Een man sterft door toedoen van de politie, de monopolisten van geweld. Dan moet er een alarm afgaan.

Carl Devos (UGent)

‘Onzin’

Eenzelfde geluid weerklonk bij Open VLD-Kamerlid Tim Vandenput. ‘Waarom heeft Jambon na alle signalen geen tuchtonderzoek gestart?’, klonk het bij de openbare omroep. Volgens de liberaal belet een gerechtelijk onderzoek de minister geenszins om die stap te ondernemen.

In de omgeving van de minister-president wordt dat argument als ‘onzin’ afgedaan. Opnieuw wordt verwezen naar het politieverslag in 2018. Daarin stonden naar verluidt geen van de elementen die te zien zijn op de camerabeelden van de gespierde aanpak, waaronder een Hitlergroet van een agent.

Maar zelfs als die elementen het verslag hadden gehaald, dan nog had Jambon geen tuchtonderzoek kunnen starten, luidt het in zijn omgeving. Jambon was namelijk geen tuchtoverste van de agenten.

Die taak behoorde toe aan de directeur-generaal Algemene Directie van de Bestuurlijke Politie. Dat was André Desenfants, die vorige week een stap opzijzette. Er wordt verwezen naar het wetboek, waarin staat dat de minister de ‘gewone tuchtoverheid’ is voor louter ‘de directeurs-generaal en de commissaris-generaal’.

Jambon had de zaak naar zich kunnen toetrekken.

Tim Vandenput (Open VLD)

‘Monopolisten van geweld’

Maar met die uitleg neemt Open VLD’er Vandenput geen genoegen. Hij haalt er eveneens de wetteksten bij. Die maken namelijk een onderscheid tussen gewone en hogere tuchtoverheden.

‘De minister van Binnenlandse Zaken is altijd de hogere tuchtoverheid. Ook voor het officierskader en de personeelsleden van niveau A van de luchtvaartpolitie’, zegt hij. Dat ‘niveau A’ verwijst grosso modo naar de loonschaal van de personeelsleden. Jambon had makkelijk aan Desenfants kunnen vragen om dat onderzoek op te starten, zegt Vandenput.

Bovendien zegt de Open VLD’er dat de minister altijd het zogenaamde evocatierecht heeft. Dat recht gaat als volgt: ‘Zolang er nog geen uitspraak van de gewone tuchtoverheid is, kan de hogere tuchtoverheid een zaak evoceren en voortzetten.’
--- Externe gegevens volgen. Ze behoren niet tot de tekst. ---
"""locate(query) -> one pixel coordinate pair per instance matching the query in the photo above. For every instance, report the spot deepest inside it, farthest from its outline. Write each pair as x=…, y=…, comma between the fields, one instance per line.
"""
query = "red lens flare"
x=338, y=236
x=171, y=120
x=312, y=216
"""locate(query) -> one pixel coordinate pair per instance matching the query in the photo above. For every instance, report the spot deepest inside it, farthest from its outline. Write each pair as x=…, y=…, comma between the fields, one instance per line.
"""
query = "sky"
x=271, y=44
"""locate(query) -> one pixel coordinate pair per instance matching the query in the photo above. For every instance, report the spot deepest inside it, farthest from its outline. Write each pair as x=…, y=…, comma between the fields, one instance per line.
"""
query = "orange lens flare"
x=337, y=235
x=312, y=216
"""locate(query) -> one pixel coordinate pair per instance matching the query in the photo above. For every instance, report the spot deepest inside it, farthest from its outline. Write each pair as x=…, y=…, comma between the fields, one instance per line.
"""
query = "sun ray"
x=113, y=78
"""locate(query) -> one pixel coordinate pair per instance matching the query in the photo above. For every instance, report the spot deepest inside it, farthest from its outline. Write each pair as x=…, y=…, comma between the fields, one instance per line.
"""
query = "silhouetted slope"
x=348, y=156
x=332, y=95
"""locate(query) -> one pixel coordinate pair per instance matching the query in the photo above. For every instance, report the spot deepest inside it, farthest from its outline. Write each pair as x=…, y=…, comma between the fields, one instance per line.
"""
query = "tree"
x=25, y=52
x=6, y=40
Ook federaal SP.A-fractieleider Meryame Kitir wijst naar dat evocatierecht. Zij zegt dat Jambon daardoor wel degelijk een tuchtprocedure kon opstarten.

In de entourage van Jambon benadrukt men dat er géén signalen waren in het politieverslag die noopten tot een tuchtonderzoek. Bij gebrek aan die signalen was het evocatierecht evenmin aan de orde.

Alarm

Voor Carl Devos is de formele kwalificatie van het soort onderzoek niet eens het punt. ‘Het gaat erom dat je als minister politiek verantwoordelijk bent’, zegt hij aan Knack. ‘Het verslag was niet volledig. Gaan we dan alles overlaten aan de politie?’

‘Ministers zijn verantwoording verschuldigd aan de burgers’, vervolgt Devos. ‘Een man sterft door toedoen van de politie, de monopolisten van geweld. Dan moet er een alarm afgaan.’

Zo lijkt de rol van Jambon in het dossier-Chovanec te verschuiven van de ‘communicatiefout’ naar zijn aanpak ten tijde van de feiten zelf. Dinsdag volgt er een nieuw hoofdstuk, wanneer de Vlaamse regeringsleider naar het federale parlement afzakt voor tekst en uitleg.

Tim Vandenput (Open VLD) op 2 juli 2020.